#10 Enos Slaughter
Here we have the player famous for the “Mad Dash” when he scored from first on a single by Harry Walker to win the 1946 World Series. Enos Slaughter was as old school of a player as there probably ever was for the Cardinals. He ran out hits and walks, hustled in the field and was as tough as they came back then. He was the kind of player Pete Rose was, but 20 years before.
Slaughter doesn’t have the gaudy power numbers that some had on this list, but what he was was consistent as any of them.

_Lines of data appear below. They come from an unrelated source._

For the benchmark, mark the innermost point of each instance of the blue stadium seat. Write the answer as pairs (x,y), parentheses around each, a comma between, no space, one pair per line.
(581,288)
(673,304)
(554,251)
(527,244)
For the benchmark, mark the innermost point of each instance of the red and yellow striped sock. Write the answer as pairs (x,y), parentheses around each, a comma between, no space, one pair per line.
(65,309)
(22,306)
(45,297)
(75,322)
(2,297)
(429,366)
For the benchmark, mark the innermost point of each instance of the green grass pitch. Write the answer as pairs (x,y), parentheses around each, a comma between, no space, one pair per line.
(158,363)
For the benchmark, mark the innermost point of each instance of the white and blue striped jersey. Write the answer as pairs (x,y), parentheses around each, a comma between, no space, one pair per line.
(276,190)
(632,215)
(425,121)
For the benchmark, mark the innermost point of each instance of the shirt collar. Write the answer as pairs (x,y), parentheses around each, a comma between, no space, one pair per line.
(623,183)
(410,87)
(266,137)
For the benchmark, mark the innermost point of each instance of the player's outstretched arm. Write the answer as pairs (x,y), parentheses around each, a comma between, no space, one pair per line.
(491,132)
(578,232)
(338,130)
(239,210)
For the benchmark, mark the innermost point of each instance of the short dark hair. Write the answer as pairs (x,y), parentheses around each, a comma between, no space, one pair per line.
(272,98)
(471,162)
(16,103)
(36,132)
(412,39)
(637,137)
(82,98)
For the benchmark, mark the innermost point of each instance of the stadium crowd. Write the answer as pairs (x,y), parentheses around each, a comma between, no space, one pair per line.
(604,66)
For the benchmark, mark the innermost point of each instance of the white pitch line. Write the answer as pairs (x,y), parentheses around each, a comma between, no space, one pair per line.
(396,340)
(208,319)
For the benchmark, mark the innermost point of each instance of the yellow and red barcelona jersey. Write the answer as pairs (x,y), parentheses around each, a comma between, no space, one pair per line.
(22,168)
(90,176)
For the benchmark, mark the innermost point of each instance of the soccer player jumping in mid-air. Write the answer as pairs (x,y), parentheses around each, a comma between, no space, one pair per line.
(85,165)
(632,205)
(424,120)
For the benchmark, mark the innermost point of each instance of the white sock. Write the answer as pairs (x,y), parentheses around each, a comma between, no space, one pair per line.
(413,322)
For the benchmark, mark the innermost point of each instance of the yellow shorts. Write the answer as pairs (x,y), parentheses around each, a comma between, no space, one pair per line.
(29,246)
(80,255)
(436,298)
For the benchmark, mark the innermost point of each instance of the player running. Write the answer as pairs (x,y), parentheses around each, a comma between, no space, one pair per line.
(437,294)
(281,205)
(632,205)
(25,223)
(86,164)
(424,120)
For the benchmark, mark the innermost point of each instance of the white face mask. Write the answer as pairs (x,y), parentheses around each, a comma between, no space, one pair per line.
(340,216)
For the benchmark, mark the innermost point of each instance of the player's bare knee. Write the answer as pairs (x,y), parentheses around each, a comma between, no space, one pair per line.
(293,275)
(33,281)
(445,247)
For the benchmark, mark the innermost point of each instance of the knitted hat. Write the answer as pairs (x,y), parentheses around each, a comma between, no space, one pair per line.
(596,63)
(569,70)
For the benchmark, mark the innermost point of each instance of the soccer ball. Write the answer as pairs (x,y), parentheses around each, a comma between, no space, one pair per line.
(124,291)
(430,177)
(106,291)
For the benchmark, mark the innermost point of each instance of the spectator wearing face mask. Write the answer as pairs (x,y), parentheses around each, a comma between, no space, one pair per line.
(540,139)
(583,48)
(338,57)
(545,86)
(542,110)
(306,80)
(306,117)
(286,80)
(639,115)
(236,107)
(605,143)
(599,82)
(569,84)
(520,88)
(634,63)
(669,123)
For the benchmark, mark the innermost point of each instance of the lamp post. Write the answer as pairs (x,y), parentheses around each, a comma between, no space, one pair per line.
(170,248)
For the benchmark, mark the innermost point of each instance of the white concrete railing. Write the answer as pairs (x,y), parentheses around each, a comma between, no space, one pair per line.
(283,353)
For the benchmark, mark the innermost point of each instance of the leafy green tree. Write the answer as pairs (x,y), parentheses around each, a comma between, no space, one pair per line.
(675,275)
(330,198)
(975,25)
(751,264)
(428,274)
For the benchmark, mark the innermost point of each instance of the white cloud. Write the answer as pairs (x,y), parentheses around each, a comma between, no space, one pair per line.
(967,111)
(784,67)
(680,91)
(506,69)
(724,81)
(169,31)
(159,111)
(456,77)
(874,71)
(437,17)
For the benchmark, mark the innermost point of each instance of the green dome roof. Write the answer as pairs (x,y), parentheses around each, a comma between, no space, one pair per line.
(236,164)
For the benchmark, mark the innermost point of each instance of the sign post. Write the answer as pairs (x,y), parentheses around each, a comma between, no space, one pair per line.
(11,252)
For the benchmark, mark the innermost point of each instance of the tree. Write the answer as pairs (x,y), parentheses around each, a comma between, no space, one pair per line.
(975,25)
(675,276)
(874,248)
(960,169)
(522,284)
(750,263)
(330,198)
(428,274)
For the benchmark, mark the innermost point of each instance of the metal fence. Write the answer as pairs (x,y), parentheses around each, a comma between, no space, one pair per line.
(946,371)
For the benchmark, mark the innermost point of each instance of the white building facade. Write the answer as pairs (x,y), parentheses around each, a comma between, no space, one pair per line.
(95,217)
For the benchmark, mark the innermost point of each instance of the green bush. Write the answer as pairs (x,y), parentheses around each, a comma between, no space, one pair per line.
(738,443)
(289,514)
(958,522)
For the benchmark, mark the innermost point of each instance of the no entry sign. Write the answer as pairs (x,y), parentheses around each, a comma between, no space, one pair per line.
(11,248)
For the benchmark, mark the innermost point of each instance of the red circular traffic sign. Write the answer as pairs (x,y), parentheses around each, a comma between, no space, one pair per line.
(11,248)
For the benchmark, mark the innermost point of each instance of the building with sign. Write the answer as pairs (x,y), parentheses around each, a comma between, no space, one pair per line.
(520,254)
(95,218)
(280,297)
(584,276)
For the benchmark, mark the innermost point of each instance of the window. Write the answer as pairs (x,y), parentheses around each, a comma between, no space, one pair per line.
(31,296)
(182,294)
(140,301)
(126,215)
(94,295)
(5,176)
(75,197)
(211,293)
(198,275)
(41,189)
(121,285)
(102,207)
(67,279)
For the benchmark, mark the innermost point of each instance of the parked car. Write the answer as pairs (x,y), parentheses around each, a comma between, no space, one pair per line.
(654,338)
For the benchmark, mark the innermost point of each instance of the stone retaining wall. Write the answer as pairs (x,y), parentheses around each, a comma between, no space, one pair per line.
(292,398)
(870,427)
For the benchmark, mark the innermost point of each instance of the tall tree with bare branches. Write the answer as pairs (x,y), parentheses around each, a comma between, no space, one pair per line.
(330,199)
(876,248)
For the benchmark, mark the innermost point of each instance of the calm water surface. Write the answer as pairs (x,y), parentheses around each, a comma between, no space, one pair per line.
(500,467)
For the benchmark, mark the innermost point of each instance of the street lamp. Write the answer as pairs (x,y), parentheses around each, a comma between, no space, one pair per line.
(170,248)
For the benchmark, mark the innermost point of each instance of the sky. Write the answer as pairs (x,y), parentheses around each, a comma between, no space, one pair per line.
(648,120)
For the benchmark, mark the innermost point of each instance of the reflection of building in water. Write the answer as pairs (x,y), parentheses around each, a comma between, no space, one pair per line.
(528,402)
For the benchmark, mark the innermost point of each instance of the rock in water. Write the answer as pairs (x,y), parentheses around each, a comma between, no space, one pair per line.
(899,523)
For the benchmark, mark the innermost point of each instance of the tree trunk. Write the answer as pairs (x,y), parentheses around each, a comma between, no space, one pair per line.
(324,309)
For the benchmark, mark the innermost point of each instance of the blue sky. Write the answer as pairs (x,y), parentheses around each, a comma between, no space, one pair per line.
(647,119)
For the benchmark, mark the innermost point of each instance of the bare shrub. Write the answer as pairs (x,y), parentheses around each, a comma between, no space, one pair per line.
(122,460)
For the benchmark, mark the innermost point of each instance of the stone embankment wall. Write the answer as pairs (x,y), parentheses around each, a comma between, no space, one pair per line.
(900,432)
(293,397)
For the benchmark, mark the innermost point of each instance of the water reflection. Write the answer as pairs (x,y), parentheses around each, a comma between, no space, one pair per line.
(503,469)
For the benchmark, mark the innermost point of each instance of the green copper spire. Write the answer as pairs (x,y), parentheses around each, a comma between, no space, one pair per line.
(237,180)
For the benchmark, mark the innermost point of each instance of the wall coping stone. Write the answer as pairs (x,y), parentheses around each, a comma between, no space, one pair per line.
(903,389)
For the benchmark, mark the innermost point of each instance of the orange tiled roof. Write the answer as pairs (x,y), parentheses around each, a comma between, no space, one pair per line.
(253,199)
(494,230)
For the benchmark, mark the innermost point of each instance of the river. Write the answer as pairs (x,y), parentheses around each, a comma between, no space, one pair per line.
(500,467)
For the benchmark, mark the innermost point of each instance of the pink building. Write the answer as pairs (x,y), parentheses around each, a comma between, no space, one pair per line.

He finished with a slash of .3o5/.384/.463 with the Cardinals over the course of 13 seasons with the club, and a fWAR of 47.0 over his 1,820 games.
Slaughter despite his lack of power was a good compliment to players like Stan Musial and Joe Medwick, helping the team to win titles in in 1942 and 1946. Like Mize and Medwick, you wonder what he could have done had he not missed the seasons from 1943-1945, as he was off at war.
Despite that, his 2,064 hits with the Cardinals ranks third among all Cardinals, further making the case that Slaughter was without a doubt one of the best Cardinals of all time.
Slaughter was inducted into the baseball Hall of Fame in 1985 by way of the “Veterans Committee”, had his #9 retired by the Cardinals in 1996, and was one of the initial inductees into the Cardinals Hall of Fame Museum in January of 2014.